Required properties need a backfill plan
Adding a non-nullable property to an existing node is rejected as unsupported. Pattern:
- Add as optional:
new_prop: String? - Apply
- Backfill via a
mutateorload --mode merge - Tighten to required in a follow-up apply:
new_prop: String
Keep @key stable
Changing the key field is effectively a replace — it invalidates every external reference to the node. Treat identity changes as deliberate, multi-step migrations, not casual field renames.
schema apply blocks writes while running
No concurrent mutations during an apply. Plan for a short read-only window.
Supported Types
- Scalars:
String,Bool,I32,I64,U32,U64,F32,F64,Date,DateTime,Blob - Collections:
Vector(N)(fixed-size float vector),[ScalarType](list of scalar) - Enums:
enum(value1, value2, ...)— inline only, values can contain alphanumerics, underscores, hyphens - Optional: any type +
?suffix (String?,[I32]?,Vector(4)?)
Decorators (quick reference)
Property-level:
@key— primary key (implies index; usually one per node)@unique— uniqueness constraint@index— query optimization@range(min, max)— numeric bounds (open ranges allowed)@check(prop, "regex")— regex pattern validation on a String property@embed("source_prop")— embed from a String source into a Vector property@description("...")— metadata (no migration impact)@instruction("...")— semantic hint for LLMs/operators
Edge-level:
@card(min..max)— edge cardinality (default:0..*)
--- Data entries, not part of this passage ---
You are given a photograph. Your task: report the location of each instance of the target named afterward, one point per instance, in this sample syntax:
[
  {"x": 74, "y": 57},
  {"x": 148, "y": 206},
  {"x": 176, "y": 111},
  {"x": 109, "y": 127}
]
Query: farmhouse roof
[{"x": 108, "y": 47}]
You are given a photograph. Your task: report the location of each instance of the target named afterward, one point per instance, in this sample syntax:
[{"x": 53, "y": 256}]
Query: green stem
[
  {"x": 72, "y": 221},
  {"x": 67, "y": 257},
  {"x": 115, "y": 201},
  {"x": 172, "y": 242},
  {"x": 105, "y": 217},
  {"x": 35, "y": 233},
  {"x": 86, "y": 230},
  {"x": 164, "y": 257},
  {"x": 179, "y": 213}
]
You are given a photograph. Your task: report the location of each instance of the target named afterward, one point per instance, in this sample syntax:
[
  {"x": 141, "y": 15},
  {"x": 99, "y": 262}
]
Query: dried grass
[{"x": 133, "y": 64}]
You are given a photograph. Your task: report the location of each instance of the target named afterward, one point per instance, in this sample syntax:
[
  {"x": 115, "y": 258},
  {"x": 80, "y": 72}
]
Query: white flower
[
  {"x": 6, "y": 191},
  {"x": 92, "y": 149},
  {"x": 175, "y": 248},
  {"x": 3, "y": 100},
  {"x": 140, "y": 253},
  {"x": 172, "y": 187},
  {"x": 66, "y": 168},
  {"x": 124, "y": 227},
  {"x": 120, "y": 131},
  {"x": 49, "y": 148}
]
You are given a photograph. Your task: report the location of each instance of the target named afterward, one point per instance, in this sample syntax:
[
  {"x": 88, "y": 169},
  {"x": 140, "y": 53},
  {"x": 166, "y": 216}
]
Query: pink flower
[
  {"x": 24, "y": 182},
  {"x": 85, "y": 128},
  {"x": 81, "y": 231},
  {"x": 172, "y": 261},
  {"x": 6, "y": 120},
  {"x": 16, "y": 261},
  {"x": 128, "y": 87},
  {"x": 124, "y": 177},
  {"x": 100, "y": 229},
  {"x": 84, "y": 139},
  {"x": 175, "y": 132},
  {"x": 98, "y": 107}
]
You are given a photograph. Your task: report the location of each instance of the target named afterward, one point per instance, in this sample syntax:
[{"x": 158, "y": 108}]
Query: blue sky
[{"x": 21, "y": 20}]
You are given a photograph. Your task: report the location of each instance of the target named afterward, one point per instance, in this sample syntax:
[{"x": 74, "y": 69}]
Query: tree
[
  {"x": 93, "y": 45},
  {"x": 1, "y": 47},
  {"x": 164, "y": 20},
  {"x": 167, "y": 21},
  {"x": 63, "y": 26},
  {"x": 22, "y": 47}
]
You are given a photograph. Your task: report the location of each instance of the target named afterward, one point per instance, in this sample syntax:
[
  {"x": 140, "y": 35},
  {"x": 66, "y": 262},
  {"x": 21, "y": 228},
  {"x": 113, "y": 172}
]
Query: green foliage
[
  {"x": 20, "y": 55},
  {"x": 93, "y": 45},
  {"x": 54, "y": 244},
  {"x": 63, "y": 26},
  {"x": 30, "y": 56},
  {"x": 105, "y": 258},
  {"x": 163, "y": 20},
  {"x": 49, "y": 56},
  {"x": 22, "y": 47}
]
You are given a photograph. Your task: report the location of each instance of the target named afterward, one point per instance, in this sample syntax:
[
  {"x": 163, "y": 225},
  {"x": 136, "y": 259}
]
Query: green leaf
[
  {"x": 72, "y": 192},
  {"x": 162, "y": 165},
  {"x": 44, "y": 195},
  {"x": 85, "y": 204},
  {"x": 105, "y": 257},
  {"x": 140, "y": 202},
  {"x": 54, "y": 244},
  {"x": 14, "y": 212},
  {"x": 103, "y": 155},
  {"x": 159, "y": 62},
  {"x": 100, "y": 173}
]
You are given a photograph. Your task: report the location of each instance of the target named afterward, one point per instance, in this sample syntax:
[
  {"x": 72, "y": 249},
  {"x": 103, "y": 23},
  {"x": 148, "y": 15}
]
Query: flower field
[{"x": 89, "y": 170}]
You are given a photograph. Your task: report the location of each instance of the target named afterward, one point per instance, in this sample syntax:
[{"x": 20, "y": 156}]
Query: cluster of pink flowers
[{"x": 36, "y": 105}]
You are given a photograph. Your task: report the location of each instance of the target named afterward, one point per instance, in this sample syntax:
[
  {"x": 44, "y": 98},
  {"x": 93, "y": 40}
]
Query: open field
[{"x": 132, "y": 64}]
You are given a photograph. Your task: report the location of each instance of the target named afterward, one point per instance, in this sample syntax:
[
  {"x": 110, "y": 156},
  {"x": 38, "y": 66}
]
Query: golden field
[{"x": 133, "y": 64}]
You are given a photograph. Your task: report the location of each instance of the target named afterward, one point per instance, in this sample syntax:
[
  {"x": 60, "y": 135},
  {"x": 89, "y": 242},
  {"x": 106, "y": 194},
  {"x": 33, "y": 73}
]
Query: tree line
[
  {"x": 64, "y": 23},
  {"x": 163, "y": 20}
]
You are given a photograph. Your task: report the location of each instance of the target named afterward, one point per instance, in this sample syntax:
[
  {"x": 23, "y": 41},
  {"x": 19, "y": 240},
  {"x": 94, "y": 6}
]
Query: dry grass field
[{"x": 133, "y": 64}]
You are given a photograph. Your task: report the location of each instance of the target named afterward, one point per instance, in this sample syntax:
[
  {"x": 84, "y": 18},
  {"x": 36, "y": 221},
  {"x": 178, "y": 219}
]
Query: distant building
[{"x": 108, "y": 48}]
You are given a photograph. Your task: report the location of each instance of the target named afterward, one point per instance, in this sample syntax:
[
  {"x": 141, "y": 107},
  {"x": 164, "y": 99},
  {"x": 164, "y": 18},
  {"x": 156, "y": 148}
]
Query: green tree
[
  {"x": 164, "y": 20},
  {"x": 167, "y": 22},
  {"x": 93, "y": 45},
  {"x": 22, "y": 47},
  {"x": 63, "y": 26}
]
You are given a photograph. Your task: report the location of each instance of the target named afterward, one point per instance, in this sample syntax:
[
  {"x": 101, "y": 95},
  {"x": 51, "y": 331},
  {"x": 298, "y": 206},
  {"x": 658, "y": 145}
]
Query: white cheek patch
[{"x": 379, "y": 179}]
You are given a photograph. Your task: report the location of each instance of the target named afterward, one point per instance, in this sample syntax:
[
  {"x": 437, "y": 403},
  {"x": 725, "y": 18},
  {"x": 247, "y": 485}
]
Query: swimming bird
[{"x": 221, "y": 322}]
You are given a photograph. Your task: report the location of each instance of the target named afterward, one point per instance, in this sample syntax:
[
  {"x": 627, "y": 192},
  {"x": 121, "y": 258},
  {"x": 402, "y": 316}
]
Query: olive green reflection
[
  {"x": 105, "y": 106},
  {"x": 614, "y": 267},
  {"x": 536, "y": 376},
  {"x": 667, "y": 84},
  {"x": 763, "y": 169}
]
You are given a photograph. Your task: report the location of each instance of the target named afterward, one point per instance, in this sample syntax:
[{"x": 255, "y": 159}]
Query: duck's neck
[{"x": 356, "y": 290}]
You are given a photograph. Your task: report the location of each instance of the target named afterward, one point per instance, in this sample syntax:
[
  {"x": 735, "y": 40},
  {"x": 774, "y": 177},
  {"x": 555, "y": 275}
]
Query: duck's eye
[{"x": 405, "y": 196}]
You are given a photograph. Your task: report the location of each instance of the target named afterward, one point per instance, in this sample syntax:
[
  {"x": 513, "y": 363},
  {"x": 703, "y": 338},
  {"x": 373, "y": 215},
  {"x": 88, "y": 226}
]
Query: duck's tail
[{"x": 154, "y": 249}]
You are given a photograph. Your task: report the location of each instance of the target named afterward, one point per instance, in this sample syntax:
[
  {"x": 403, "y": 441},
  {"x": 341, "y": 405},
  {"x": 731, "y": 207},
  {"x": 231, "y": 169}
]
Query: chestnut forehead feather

Type-level (nodes/edges/properties):
@rename_from("OldName")— migration-aware rename
Group-level (inside body block):
@unique(prop1, prop2)— composite uniqueness, enforced as a true tuple key at both intake and merge (works on edges too:@unique(src, dst)). Columns must reduce to a scalar key:@uniqueon a[List]/Blobcolumn is rejected loudly atload(it used to be silently un-enforced — fixed in #160).@index(prop1, prop2)— composite index
Interfaces
Supported but rarely used. Declare shared property contracts and node types implement them:
interface Searchable {
title: String @index
embedding: Vector(3072) @embed("title")
}
node Doc implements Searchable {
slug: String @key
body: String
}
Most schemas are fine without interfaces. Reach for them only when 3+ node types need to share a property contract.
Design Principles (brief)
- Identity is explicit — use
@keyon a semantic slug, not internal row IDs - Narrow types —
DateoverStringfor dates,enumoverStringfor lifecycle states - Edge semantics matter — prefer
AuthoredByoverRelatedTo - Constraints live in the schema —
@unique,@range,@cardkeep invariants out of application code - Schemas are reviewable — clear names, explicit enums, obvious keys
Schema Evolution in Cluster Mode
In a cluster deployment there is no direct omnigraph schema apply — the
schema is declared (graphs.<id>.schema: in cluster.yaml) and converged:
$EDITOR schema.pg
omnigraph cluster plan --config . # shows the engine's migration steps
omnigraph cluster apply --config . --as <you>
# restart the --cluster server to serve the new shape
Differences from direct schema apply (on a non-cluster store): soft drops
only (--allow-data-loss is not reachable from cluster apply — prior versions
retain dropped columns),
and out-of-band schema changes on the live graph are drift — cluster refresh flags them and the next apply converges the graph back to the
declared schema. Everything else in this file (@rename_from, backfills,
linting, enum discipline) applies unchanged to the .pg you edit.